それに、そうなるように私や武内Pがいるのですから。

 

 

「今の気持ちを忘れない‥‥」

 

 

島村さんは両方の手のひらを広げてその間にある何もない空間を見つめていました。

見稽古の所為で4色型の視覚を持つ私にも何も見えませんが、きっと島村さんには大切な何かが見えているのでしょう。

私は少しだけ身を乗り出して、島村さんの左胸に人差し指を置きます。

先に言っておきますが、これは決してセクハラとかそういったやましい気持ちは一切ない行動ですので、色々と邪推する方は少しオハナシしましょう。

 

 

「貴女の答えはここが知っていますよ。自分で自分を決められる、たった1つのものですから。

だから‥‥無くしては駄目ですよ」

 

「たった1つの‥‥」

 

 

少し誤魔化しが入ってはいますが、私が何を言ってもそれは私の主観に基づいた意見でしかないので、結局島村さんの答えは島村さんの心に聞くしかありません。

 

 

「諦めず、見失わず、自分の心に従っていれば、希望は生まれます」

 

「諦めず‥‥見失わず‥‥」

 

 

こんなことを突然言われてもわからないでしょう。でも、それでいいのです。

心というものは、自分の物であっても不思議で理解の及ばないところがある存在なのですから。

島村さんにはキラキラしたいと思った今の気持ちを忘れてほしくはない、そしてそれを失わないでいて欲しいというのは私の身勝手な望みなのかもしれません。
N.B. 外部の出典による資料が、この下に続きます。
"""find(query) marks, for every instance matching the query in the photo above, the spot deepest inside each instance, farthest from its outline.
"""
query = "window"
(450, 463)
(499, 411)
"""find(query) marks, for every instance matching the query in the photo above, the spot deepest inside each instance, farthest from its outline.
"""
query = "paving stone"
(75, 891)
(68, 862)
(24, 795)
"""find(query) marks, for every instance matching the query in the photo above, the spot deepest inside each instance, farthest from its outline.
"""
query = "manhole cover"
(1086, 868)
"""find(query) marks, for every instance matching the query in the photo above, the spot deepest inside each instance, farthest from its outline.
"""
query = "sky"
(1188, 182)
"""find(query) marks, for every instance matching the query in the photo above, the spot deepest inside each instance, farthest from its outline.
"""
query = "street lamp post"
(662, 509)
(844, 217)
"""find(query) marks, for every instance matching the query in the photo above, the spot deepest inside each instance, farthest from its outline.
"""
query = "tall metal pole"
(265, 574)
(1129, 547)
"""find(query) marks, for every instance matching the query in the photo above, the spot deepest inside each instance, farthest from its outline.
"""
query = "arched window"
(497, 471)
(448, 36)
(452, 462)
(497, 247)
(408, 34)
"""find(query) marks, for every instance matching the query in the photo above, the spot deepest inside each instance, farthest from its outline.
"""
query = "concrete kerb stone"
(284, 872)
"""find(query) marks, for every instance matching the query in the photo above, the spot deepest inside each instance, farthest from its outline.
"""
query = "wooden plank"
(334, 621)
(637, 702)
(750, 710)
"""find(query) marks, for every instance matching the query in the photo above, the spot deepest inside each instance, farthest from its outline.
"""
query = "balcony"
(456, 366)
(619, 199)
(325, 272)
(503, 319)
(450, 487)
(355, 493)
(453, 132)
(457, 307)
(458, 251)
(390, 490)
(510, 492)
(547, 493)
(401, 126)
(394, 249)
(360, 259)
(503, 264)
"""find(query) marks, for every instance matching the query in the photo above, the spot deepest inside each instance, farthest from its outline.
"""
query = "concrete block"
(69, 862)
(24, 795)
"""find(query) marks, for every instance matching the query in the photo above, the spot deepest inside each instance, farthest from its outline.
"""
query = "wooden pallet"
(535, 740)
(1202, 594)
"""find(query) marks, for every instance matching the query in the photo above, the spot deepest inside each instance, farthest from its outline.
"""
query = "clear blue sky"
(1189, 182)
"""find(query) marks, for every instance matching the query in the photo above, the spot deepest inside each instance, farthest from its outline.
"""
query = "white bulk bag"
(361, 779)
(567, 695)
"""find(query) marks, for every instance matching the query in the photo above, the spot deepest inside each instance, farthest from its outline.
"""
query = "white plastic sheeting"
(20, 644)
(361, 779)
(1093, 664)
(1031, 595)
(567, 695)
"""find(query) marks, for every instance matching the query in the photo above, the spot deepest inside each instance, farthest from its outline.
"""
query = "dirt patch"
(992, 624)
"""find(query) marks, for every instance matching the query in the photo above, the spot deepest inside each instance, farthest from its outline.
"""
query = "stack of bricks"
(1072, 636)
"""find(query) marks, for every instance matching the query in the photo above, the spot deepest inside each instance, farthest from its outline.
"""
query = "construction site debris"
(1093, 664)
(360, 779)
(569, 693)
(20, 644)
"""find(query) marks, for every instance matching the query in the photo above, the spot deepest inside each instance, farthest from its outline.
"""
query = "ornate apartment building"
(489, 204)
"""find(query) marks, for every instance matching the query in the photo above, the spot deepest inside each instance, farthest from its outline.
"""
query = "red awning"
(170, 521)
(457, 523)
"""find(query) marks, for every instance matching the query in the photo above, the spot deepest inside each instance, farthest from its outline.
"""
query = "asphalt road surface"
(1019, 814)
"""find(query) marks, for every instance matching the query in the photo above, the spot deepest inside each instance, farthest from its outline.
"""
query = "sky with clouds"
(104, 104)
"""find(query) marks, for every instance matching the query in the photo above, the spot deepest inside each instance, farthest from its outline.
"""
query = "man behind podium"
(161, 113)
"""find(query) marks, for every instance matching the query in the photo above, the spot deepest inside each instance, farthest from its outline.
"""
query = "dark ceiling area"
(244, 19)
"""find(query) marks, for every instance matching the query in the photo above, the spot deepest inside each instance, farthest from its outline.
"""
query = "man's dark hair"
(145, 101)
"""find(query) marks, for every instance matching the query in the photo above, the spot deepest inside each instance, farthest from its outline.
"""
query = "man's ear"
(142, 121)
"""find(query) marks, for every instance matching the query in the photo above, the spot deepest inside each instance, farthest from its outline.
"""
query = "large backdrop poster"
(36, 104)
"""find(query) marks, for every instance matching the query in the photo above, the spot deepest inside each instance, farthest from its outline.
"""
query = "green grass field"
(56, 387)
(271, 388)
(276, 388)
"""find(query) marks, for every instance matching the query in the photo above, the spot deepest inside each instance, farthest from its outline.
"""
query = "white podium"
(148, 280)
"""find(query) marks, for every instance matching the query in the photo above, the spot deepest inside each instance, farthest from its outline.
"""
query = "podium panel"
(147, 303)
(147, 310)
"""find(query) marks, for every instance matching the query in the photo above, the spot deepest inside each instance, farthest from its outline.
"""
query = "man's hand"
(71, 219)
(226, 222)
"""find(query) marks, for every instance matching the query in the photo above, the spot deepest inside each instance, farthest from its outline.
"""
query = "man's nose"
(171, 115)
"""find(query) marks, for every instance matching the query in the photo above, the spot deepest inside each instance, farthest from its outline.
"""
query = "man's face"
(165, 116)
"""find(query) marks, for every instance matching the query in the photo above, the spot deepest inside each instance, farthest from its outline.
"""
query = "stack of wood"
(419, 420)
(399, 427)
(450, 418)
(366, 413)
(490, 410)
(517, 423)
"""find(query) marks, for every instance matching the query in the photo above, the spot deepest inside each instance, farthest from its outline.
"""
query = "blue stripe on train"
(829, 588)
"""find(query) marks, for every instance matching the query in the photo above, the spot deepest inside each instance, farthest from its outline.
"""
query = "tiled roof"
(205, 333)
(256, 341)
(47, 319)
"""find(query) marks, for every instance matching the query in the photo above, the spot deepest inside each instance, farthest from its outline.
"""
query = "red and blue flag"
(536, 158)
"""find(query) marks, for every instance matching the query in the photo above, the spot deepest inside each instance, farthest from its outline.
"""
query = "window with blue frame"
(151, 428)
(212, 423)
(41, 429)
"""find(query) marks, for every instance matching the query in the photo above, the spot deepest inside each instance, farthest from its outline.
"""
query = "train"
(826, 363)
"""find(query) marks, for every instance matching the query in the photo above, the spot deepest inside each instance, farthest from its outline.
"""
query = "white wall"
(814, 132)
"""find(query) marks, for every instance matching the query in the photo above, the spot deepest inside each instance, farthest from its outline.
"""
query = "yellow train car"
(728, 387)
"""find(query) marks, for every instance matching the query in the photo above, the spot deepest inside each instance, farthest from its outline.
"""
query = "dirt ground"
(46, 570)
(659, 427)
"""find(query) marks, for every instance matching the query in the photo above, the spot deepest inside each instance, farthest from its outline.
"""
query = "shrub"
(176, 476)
ですが、相談を受けた身なのですから少しだけ自分の我儘を入れても許されるでしょう。

私の言葉で島村さんが何を思ったかはわかりませんが、少なくともその表情から不安の色は殆ど見えなくなりました。

そんな、島村さんに我が国のとある企業の創始者である実業家の言葉を贈るなら。

『人生とは心の描いたとおりになる』

 

 

 

 

 

 

 

 

 

この日の同時刻、美城プロのアイドル寮において前川さん達が持ち帰ったハンバーグのたねを巡って、後に『御土産大戦(スーヴェニア・プロブレム)』と呼ばれる寮全体を巻き込んだ大事件が発生しているのですが、それはまた別の話です。